In a follow-up email to Civil Engineering online, Miller noted that the plug load in an average building may account for about 25 percent of its energy usage; in the public safety building, he adds “where energy use has been decreased so aggressively, we think that the plug loads are likely to account for as much as 40 percent of the total energy use, perhaps more.”
The savings mean, for one, that the mechanical system uses less energy and can be smaller. And it reduces the amount of photovoltaic units that are required to be installed in order to bring the building down to net zero. Typically a building of this size would require the equivalent of four Salt Lake City blocks worth of such units; this building required only a block and a half. (Some of the photovoltaic panels are located off-site.)
“There’s nothing we did in this building that doesn’t pay back in 10 years. Not a single measure, which I’m astounded by,” says Miller. (Even the high-performance glass pays back in about three years, he adds.) What’s more, he says, the technology is very straightforward. “There’s nothing superexotic here.”
The building’s final imperative was its architectural design. Situated in a developing civic campus, it had to stand up to both the Neogothic brown sandstone of the 1833 City Hall building as well as the swooping icon of the nearby library.

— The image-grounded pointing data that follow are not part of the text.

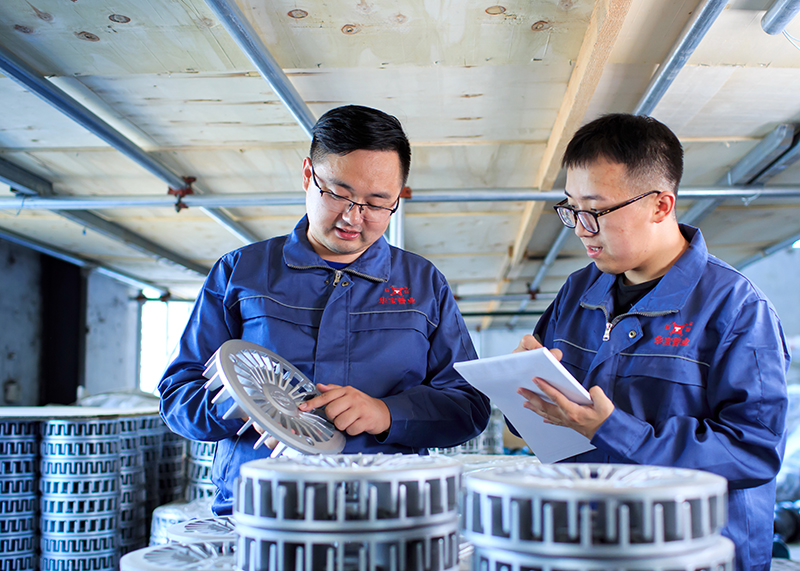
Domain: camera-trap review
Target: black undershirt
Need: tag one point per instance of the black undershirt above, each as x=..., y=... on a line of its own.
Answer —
x=626, y=296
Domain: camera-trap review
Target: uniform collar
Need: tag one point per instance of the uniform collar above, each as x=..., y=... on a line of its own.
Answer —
x=375, y=262
x=674, y=288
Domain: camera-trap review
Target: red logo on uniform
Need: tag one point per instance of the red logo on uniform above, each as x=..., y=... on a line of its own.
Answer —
x=675, y=336
x=396, y=296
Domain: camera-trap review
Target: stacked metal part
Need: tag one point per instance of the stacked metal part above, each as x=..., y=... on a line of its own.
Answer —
x=132, y=519
x=183, y=556
x=177, y=512
x=80, y=494
x=18, y=494
x=171, y=466
x=596, y=516
x=348, y=513
x=150, y=432
x=201, y=458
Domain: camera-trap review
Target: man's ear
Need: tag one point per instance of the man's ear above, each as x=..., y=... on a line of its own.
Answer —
x=665, y=206
x=307, y=173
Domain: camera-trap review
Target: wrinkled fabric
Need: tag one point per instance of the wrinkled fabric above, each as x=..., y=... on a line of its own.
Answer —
x=387, y=325
x=696, y=371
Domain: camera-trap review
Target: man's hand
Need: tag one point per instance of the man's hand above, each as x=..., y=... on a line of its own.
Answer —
x=585, y=419
x=529, y=342
x=350, y=410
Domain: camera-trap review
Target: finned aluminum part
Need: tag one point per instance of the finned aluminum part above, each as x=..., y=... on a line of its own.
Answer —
x=358, y=492
x=206, y=530
x=718, y=555
x=429, y=548
x=597, y=510
x=267, y=389
x=182, y=556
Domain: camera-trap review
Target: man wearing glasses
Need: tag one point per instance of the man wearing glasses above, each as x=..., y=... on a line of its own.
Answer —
x=684, y=358
x=374, y=326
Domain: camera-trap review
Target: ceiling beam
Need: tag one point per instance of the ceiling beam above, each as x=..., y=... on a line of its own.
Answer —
x=598, y=41
x=743, y=172
x=29, y=185
x=22, y=73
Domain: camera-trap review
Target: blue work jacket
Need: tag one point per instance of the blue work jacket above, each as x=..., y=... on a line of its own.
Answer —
x=387, y=325
x=696, y=371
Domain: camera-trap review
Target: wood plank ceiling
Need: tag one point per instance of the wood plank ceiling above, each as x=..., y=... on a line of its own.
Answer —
x=489, y=94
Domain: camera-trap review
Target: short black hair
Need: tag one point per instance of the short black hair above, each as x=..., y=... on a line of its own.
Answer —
x=343, y=130
x=645, y=146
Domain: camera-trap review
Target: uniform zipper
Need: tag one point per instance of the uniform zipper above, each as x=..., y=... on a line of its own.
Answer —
x=613, y=322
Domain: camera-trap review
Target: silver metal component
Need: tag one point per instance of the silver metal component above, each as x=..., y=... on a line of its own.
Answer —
x=181, y=556
x=267, y=389
x=602, y=510
x=207, y=530
x=348, y=492
x=429, y=548
x=718, y=555
x=177, y=512
x=779, y=15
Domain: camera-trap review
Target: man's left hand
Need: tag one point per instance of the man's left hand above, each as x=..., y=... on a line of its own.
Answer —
x=585, y=419
x=351, y=410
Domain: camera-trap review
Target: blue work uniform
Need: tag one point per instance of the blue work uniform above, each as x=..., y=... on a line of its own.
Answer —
x=387, y=324
x=696, y=371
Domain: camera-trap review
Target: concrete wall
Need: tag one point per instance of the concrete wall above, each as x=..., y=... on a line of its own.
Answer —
x=112, y=336
x=20, y=316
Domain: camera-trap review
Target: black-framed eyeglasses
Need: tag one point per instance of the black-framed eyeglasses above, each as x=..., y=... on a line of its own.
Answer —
x=588, y=218
x=340, y=204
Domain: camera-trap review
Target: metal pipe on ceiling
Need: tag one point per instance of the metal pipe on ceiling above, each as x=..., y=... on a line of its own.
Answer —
x=29, y=202
x=23, y=74
x=779, y=15
x=770, y=148
x=242, y=32
x=547, y=263
x=79, y=261
x=694, y=31
x=30, y=186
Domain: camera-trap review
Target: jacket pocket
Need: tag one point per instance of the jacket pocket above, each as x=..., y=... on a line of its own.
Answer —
x=262, y=306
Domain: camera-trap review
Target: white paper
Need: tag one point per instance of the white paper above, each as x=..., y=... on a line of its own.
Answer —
x=500, y=377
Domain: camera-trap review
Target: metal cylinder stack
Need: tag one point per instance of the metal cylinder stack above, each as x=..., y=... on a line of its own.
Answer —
x=80, y=494
x=201, y=458
x=18, y=455
x=599, y=517
x=348, y=513
x=132, y=516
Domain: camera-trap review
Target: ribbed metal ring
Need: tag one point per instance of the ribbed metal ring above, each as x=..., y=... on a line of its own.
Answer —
x=347, y=492
x=429, y=548
x=267, y=389
x=719, y=556
x=600, y=510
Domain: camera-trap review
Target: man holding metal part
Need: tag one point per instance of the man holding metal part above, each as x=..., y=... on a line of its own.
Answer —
x=376, y=327
x=683, y=356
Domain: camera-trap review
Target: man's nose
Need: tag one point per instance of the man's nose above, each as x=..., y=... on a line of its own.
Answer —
x=353, y=212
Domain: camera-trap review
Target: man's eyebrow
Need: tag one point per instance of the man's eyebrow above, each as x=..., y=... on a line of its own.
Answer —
x=348, y=188
x=587, y=197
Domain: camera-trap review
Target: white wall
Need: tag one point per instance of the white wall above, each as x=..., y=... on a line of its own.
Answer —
x=112, y=336
x=20, y=316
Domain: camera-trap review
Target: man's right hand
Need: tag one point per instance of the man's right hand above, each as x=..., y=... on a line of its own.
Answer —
x=529, y=342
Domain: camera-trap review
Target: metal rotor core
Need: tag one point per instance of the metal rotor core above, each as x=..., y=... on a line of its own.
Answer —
x=267, y=389
x=606, y=510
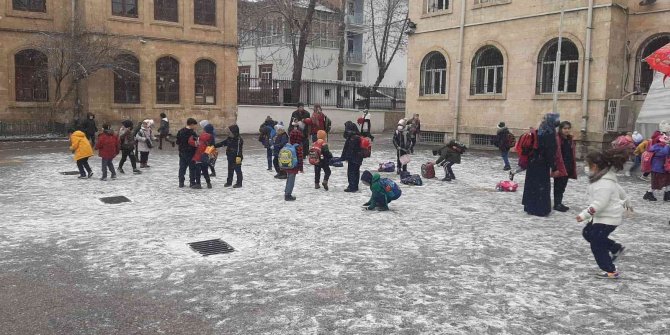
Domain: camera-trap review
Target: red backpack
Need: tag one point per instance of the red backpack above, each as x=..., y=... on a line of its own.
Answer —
x=315, y=152
x=366, y=147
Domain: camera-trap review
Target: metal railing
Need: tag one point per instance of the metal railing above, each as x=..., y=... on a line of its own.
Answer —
x=281, y=92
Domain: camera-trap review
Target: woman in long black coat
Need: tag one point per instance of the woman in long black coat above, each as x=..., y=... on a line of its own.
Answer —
x=537, y=188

To meet programmatic needs that called for collaboration while maintaining the relatively narrow floor plates that help reduce energy use, GSBS settled on an L-shaped design. The ends are joined by an S- shaped curved, which created ample public space on the first floor of the building. Further, since public access is limited to the first floor, the four-story building tapers as it rises. The north facade is all nonreflective glass, which emphasizes the building’s open character and helps harvest daylight with a minimum amount of solar load. The other three facades, meanwhile, are clad with terra cotta panels that echo the brown sandstone on the city county building.

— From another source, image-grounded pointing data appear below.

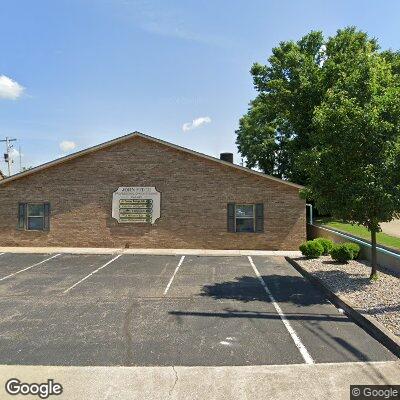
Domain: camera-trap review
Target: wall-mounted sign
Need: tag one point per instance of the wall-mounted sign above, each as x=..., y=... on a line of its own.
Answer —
x=136, y=204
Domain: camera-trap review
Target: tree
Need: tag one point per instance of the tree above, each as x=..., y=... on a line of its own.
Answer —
x=355, y=163
x=327, y=115
x=275, y=132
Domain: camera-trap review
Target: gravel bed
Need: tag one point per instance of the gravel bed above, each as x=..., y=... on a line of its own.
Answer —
x=380, y=299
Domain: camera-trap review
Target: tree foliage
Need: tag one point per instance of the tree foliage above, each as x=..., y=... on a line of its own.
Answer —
x=336, y=102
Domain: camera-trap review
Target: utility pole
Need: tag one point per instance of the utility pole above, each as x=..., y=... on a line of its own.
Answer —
x=20, y=159
x=7, y=158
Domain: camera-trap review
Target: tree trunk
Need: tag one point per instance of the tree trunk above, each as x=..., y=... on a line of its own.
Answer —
x=374, y=271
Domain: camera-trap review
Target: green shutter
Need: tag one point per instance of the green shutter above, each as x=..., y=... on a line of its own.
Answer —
x=231, y=217
x=46, y=221
x=260, y=217
x=21, y=215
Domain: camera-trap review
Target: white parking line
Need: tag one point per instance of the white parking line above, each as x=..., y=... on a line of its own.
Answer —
x=26, y=269
x=305, y=354
x=92, y=273
x=173, y=275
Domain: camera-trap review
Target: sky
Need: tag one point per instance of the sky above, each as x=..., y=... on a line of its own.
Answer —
x=76, y=73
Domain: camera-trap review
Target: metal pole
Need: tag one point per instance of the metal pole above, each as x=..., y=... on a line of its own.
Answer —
x=311, y=214
x=8, y=147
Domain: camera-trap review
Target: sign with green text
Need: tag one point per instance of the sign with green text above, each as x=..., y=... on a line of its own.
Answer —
x=136, y=205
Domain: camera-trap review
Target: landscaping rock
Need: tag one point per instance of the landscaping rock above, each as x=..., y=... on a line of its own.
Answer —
x=379, y=299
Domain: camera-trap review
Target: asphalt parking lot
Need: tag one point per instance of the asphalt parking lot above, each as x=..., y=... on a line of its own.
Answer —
x=148, y=310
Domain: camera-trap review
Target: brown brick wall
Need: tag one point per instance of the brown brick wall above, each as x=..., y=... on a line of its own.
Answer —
x=194, y=196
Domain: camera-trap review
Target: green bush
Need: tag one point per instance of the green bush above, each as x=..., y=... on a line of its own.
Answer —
x=326, y=244
x=345, y=251
x=354, y=248
x=311, y=249
x=341, y=253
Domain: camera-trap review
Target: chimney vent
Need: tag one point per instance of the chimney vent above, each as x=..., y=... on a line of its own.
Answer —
x=226, y=157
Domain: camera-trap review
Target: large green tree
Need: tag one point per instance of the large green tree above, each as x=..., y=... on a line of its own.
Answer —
x=276, y=131
x=328, y=116
x=354, y=168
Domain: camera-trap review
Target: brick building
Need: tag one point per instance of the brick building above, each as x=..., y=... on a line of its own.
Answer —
x=138, y=191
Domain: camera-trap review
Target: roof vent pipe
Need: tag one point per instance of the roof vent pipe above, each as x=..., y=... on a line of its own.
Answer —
x=228, y=157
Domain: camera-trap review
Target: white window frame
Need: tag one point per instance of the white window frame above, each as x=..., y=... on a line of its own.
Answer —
x=253, y=217
x=33, y=216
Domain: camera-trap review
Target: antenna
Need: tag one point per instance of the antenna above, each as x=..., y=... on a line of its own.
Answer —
x=7, y=158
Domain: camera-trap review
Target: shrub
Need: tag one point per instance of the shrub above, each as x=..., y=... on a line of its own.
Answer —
x=311, y=249
x=326, y=244
x=341, y=253
x=354, y=248
x=345, y=251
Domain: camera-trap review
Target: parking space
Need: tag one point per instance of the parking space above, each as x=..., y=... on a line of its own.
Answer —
x=169, y=310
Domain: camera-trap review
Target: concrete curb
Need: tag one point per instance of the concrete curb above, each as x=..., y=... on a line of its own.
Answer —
x=173, y=252
x=365, y=321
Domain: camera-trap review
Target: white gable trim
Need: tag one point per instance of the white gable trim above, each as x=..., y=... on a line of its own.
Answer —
x=130, y=136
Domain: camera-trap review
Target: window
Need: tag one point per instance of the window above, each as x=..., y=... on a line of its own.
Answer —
x=245, y=217
x=34, y=216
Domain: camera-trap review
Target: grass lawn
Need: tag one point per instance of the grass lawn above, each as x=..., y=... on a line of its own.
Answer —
x=360, y=231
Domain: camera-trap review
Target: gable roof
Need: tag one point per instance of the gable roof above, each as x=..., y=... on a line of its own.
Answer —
x=141, y=135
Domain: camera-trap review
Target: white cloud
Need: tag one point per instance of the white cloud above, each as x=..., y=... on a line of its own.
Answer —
x=67, y=145
x=196, y=123
x=10, y=89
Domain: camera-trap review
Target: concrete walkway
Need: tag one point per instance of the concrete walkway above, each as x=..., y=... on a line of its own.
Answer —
x=391, y=228
x=308, y=382
x=173, y=252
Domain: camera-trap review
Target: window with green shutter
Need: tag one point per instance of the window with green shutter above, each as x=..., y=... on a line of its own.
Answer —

Miller says his key word for the project was balance—between safety and openness (a public plaza outside will host a portion of the city’s annual arts fest) as well as between function and energy efficiency. “What typically happens is people focus on one or two,” he says. “If you only focus on security you end up with a castle. Just focus on sustainability and not function and you end up with a building that doesn’t work for its occupants.”